Chapter 6. Regression and Performance Testing

Regression tests are used to exercise a particular bit of the system to check that it works as expected, and to make sure that old bugs are not reintroduced.

The FreeBSD regression testing tools can be found in the FreeBSD source tree in the directory src/tools/regression.

6.1. Micro Benchmark Checklist

This section contains hints for doing proper micro-benchmarking on FreeBSD or of FreeBSD itself.

It is not possible to use all of the suggestions below every single time, but the more used, the better the benchmark’s ability to test small differences will be.

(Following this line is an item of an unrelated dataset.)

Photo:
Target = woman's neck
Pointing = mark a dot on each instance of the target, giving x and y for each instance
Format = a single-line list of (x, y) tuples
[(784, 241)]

  • Disable APM and any other kind of clock fiddling (ACPI ?).

  • Run in single user mode. E.g., cron(8), and other daemons only add noise. The sshd(8) daemon can also cause problems. If ssh access is required during testing either disable the SSHv1 key regeneration, or kill the parent sshd daemon during the tests.

  • Do not run ntpd(8).

  • If syslog(3) events are generated, run syslogd(8) with an empty /etc/syslogd.conf, otherwise, do not run it.

  • Minimize disk-I/O, avoid it entirely if possible.

  • Do not mount file systems that are not needed.

  • Mount /, /usr, and any other file system as read-only if possible. This removes atime updates to disk (etc.) from the I/O picture.

  • Reinitialize the read/write test file system with newfs(8) and populate it from a tar(1) or dump(8) file before every run. Unmount and mount it before starting the test. This results in a consistent file system layout. For a worldstone test this would apply to /usr/obj (just reinitialize with newfs and mount). To get 100% reproducibility, populate the file system from a dd(1) file (i.e.: dd if=myimage of=/dev/ad0s1h bs=1m)

  • Use malloc backed or preloaded md(4) partitions.

  • Reboot between individual iterations of the test, this gives a more consistent state.

  • Remove all non-essential device drivers from the kernel. For instance if USB is not needed for the test, do not put USB in the kernel. Drivers which attach often have timeouts ticking away.

  • Unconfigure hardware that are not in use. Detach disks with atacontrol(8) and camcontrol(8) if the disks are not used for the test.

  • Do not configure the network unless it is being tested, or wait until after the test has been performed to ship the results off to another computer.

    If the system must be connected to a public network, watch out for spikes of broadcast traffic. Even though it is hardly noticeable, it will take up CPU cycles. Multicast has similar caveats.

  • Put each file system on its own disk. This minimizes jitter from head-seek optimizations.

  • Minimize output to serial or VGA consoles. Running output into files gives less jitter. (Serial consoles easily become a bottleneck.) Do not touch keyboard while the test is running, even space or back-space shows up in the numbers.

  • Make sure the test is long enough, but not too long. If the test is too short, timestamping is a problem. If it is too long temperature changes and drift will affect the frequency of the quartz crystals in the computer. Rule of thumb: more than a minute, less than an hour.

  • Try to keep the temperature as stable as possible around the machine. This affects both quartz crystals and disk drive algorithms. To get real stable clock, consider stabilized clock injection. E.g., get a OCXO + PLL, inject output into clock circuits instead of motherboard xtal. Contact Poul-Henning Kamp <phk@FreeBSD.org> for more information about this.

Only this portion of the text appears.